Last week several members of the Environment Institute were honoured with awards.

Martin Breed was awarded an SA Science Excellence Award for PhD Research Excellence in the Life and Environmental Sciences. In Martin’s words

“I wanted to help make restoration more efficient and more effective; I hoped to improve the ecology of SA. Previous work had already shown that restoration projects tended to have low success rates and researchers thought that genetic problems of the seeds used in restoration were likely the reasons for these low success rates.

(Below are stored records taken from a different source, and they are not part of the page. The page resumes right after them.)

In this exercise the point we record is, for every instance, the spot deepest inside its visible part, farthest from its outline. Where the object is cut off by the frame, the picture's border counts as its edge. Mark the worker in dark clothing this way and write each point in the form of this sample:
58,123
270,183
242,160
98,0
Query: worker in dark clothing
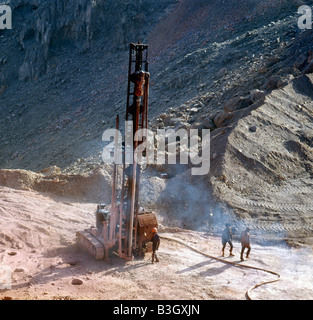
227,237
245,243
155,244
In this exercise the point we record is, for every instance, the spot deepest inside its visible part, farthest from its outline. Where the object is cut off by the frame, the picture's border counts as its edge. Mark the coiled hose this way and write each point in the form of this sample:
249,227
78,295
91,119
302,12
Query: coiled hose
229,262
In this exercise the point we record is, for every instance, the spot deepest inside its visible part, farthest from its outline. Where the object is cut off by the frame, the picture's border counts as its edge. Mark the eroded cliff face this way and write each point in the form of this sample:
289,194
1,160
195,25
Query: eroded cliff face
45,28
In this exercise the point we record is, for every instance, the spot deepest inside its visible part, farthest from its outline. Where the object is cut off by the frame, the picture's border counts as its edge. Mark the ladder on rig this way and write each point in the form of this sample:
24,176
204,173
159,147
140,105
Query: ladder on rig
136,118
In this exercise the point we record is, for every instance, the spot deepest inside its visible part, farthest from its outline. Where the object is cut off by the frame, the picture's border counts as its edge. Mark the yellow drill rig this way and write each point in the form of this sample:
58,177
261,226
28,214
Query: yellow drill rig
123,227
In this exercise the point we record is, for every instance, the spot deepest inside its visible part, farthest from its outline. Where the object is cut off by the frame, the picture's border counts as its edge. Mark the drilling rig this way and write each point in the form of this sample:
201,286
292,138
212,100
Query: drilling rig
124,227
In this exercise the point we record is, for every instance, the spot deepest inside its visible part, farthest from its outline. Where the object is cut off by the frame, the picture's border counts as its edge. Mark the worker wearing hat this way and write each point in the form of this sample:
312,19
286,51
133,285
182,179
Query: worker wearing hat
245,243
227,237
155,244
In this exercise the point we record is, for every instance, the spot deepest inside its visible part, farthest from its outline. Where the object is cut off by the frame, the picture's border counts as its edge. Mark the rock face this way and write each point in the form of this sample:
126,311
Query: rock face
45,27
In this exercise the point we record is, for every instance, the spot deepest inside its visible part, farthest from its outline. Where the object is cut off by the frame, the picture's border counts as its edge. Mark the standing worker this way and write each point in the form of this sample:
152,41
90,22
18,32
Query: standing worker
245,243
155,244
227,237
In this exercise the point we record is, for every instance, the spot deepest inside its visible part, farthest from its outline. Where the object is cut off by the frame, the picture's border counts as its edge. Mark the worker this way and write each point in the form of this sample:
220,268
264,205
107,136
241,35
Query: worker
155,244
245,243
227,237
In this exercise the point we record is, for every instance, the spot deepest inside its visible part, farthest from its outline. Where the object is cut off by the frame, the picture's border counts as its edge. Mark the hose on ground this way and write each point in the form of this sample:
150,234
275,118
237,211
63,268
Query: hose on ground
232,263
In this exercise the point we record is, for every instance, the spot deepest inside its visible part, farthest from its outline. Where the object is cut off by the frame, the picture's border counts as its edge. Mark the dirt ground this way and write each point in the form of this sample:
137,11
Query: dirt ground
38,246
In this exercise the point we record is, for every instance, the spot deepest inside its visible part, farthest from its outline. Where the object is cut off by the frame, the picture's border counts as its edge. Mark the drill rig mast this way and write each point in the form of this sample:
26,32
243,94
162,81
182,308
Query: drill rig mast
123,227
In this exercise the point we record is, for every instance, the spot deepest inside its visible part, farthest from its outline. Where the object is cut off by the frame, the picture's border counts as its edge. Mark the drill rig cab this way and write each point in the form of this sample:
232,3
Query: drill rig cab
123,227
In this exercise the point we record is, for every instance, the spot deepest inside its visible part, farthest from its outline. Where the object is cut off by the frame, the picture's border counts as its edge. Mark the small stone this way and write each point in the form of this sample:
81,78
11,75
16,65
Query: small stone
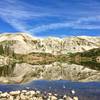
14,93
68,98
53,98
32,92
11,98
38,92
75,98
73,91
50,94
4,95
23,97
24,91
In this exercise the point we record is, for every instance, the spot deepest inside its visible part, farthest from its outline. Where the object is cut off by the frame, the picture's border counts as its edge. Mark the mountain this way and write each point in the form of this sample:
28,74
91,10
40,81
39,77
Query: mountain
23,43
24,58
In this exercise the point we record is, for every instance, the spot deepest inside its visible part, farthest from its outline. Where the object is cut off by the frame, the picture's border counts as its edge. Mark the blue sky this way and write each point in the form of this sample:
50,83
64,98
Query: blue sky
51,17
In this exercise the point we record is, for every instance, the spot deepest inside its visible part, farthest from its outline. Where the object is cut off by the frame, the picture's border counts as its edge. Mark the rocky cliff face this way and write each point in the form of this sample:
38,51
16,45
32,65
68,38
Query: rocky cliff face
13,71
23,43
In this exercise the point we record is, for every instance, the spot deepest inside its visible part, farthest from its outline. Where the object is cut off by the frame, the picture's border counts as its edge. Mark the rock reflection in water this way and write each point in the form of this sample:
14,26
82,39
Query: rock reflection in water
23,72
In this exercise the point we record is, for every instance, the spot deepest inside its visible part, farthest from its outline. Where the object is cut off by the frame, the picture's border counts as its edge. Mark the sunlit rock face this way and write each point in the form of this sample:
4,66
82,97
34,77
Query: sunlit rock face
23,43
13,70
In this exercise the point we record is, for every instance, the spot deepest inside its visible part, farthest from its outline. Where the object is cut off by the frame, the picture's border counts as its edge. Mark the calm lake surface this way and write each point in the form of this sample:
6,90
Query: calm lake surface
85,91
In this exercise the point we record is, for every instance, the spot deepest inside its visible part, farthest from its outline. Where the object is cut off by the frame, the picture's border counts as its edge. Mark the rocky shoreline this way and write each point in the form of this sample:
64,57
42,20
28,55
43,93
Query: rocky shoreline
34,95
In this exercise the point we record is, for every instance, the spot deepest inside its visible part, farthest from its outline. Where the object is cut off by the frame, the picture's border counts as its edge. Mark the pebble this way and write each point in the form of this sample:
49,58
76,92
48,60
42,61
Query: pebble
33,95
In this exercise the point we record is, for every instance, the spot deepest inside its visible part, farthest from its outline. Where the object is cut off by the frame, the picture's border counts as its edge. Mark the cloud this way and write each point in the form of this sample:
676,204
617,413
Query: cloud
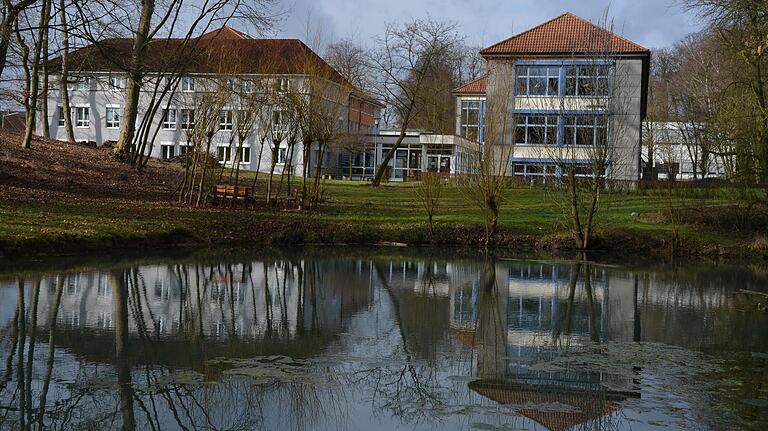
652,23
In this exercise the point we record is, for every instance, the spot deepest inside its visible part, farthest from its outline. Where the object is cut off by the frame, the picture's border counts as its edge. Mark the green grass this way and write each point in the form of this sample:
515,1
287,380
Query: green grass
354,212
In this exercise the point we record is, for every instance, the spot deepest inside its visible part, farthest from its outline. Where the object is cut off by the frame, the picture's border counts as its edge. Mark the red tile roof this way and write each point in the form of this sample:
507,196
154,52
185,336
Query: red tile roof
209,53
565,34
474,87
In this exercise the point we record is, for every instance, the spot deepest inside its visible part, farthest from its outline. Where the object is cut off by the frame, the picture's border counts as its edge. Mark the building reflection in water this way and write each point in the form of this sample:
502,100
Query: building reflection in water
386,334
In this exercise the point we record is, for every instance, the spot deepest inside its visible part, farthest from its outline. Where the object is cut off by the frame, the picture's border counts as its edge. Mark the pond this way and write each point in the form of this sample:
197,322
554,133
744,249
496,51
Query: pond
336,339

My PhD research was the first to identify that two key genetic problems routinely impact plants used for restoration – high inbreeding and low pollen diversity. My PhD research showed how these genetic problems affect seed quality, when they are likely to be problems in restoration projects, and how some simple changes to seed collection policy could help overcome these problems, improving restoration outcomes. I argued in my thesis that improving the quality of seeds used in restoration projects is acutely important today due to the stress on restoration projects from climate change, habitat loss and invasive species. “

Martin’s supporting partners for is research included DEWNR, Trees for Life, Greening Australia and international partners in Costa Rica.

The Landscape Futures Program were also the recipients of awards last week.

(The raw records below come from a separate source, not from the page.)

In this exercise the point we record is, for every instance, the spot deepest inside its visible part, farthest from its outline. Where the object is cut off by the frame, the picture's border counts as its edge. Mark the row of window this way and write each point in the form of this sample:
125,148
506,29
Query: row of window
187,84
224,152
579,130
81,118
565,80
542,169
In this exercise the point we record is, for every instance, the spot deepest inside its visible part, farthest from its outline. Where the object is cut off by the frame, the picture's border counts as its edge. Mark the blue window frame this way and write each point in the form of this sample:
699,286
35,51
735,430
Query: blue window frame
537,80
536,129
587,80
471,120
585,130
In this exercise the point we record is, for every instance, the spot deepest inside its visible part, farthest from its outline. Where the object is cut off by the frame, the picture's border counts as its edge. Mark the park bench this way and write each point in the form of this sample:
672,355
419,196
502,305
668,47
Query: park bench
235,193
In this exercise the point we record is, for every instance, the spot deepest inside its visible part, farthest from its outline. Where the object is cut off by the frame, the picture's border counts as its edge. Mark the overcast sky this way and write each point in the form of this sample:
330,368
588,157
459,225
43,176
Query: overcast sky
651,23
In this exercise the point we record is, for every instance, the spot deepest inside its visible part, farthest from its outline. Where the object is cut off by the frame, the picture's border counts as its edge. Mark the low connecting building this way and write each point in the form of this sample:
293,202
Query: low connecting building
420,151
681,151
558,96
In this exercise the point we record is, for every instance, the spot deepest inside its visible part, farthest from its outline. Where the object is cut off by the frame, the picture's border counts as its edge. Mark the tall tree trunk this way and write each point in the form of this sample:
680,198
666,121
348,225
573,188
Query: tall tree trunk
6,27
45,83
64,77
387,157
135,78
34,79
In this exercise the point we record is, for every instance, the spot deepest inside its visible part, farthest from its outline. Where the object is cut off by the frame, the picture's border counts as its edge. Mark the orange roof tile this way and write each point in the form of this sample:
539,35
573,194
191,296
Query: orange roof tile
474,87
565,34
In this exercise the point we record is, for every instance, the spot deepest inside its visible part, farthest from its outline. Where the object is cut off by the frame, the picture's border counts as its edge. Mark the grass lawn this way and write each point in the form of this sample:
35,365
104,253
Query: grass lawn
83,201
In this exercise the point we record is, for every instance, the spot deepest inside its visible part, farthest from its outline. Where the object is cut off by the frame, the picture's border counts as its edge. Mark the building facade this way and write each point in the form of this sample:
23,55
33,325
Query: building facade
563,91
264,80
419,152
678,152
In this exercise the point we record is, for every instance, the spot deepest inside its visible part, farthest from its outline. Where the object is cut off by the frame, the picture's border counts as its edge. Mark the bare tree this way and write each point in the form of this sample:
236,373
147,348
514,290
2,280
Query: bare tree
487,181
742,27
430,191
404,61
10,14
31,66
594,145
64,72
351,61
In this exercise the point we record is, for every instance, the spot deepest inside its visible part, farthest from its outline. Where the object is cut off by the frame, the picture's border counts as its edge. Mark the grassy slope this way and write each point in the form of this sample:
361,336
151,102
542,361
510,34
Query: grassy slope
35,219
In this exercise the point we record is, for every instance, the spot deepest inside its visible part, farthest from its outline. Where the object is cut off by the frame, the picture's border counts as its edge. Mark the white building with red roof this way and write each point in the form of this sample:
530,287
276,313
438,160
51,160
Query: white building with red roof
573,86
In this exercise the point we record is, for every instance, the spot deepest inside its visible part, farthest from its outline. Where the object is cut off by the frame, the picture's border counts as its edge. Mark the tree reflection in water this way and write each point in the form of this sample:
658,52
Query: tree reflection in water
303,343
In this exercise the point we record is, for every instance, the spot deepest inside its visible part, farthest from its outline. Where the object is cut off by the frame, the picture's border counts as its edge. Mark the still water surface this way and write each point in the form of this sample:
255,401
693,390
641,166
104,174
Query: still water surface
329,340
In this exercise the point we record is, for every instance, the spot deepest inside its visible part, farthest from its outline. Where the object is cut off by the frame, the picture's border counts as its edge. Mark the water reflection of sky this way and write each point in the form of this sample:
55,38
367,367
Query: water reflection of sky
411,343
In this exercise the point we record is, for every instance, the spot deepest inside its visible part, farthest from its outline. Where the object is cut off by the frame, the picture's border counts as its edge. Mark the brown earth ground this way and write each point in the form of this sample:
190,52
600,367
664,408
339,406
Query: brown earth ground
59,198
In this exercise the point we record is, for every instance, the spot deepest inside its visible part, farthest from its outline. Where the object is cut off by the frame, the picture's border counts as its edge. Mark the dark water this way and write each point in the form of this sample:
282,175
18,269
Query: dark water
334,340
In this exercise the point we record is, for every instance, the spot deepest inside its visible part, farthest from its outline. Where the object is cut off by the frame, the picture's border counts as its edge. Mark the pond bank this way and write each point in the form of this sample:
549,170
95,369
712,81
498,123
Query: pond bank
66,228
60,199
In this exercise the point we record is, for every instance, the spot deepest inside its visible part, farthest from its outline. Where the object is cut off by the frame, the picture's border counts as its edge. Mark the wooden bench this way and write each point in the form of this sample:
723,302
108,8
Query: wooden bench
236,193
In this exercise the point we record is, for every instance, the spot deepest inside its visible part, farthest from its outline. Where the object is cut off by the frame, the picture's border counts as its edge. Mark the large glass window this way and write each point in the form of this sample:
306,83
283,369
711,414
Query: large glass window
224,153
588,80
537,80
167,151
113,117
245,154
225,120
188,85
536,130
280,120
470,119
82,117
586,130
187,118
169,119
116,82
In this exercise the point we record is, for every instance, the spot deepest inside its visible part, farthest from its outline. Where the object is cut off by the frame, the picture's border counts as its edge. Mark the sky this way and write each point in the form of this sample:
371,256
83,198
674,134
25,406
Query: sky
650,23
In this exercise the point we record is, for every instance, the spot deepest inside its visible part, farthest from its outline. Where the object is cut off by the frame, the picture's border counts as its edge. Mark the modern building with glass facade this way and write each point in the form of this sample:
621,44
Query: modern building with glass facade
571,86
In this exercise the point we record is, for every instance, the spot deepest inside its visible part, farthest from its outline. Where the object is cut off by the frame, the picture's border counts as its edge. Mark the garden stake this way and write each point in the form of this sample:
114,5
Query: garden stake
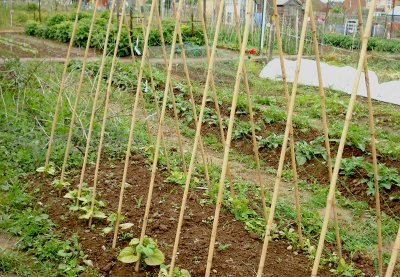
103,125
343,138
62,84
253,131
185,68
95,98
78,94
162,116
285,141
215,96
176,118
373,149
197,136
153,88
141,93
211,247
393,258
291,136
128,31
325,126
132,127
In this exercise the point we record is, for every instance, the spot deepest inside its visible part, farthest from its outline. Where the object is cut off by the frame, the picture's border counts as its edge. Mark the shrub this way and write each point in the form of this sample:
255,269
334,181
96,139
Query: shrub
379,44
31,27
63,31
82,32
55,19
59,27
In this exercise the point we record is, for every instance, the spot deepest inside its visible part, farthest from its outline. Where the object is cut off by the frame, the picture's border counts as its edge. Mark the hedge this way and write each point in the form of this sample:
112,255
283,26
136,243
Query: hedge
378,44
59,27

Professor Wayne Meyer recieving the award for LFATThe Landscape Futures Analysis Tool (LFAT) won the Environment and Sustainability category at the South Australian Spatial Excellence Awards. The Environment and Sustainability Award recognises projects and products that help to resolve any issue in the environmental context. The LFAT is a GIS and modelling framework that brings together critical information about a region, enabling spatial projections of the viability of various land uses and provides options that will help adaptations.

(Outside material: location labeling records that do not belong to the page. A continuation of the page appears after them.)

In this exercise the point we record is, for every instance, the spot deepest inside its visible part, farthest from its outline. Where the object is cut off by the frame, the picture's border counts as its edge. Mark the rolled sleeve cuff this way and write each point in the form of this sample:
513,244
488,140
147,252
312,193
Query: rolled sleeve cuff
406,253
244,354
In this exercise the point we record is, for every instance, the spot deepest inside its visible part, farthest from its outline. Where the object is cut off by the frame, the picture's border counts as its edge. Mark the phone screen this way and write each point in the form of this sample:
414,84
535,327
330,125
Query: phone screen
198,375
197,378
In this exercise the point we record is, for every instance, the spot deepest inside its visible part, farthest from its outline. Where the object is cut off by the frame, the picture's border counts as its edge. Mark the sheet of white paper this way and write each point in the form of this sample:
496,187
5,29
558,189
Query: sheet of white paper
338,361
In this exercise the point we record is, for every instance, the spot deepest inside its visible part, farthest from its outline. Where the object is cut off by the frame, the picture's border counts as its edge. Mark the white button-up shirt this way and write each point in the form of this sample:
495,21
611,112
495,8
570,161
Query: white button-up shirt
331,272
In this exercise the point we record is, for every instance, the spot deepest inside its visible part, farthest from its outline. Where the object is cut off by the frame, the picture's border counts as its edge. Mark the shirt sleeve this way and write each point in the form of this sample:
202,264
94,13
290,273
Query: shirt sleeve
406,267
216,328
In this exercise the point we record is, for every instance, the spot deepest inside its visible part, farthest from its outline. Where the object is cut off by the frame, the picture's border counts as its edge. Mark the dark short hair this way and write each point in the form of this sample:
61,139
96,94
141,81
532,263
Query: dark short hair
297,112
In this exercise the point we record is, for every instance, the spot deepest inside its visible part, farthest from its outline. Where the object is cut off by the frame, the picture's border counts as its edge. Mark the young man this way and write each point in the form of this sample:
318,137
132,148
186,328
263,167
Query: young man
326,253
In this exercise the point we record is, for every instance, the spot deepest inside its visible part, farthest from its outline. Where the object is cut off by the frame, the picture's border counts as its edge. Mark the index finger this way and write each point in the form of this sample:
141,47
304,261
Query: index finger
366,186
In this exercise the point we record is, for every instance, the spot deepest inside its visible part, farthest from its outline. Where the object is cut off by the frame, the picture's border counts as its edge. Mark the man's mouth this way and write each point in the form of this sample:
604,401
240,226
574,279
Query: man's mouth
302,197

Through collaborative work with NRM regions, four critical issues were identified for use in the model; mitigation of carbon emissions, biodiversity conservation, weed management and agricultural production. LFAT is highly interactive allowing users to explore future scenarios for up to 256 possible combinations of climate, agricultural commodity price, carbon price and input cost. The Tool can be found at www.lfat.org.au

Partners for this research included C.S.I.R.O., DEWNR (SA MDB and Eyre Peninsula), Mark Siebentritt & Associates, Regional Connections, Rural Solutions, Eyre Peninsula Integrated Climate Change Agreement, Dunnotarr, Loco Creative, Enviroconnect.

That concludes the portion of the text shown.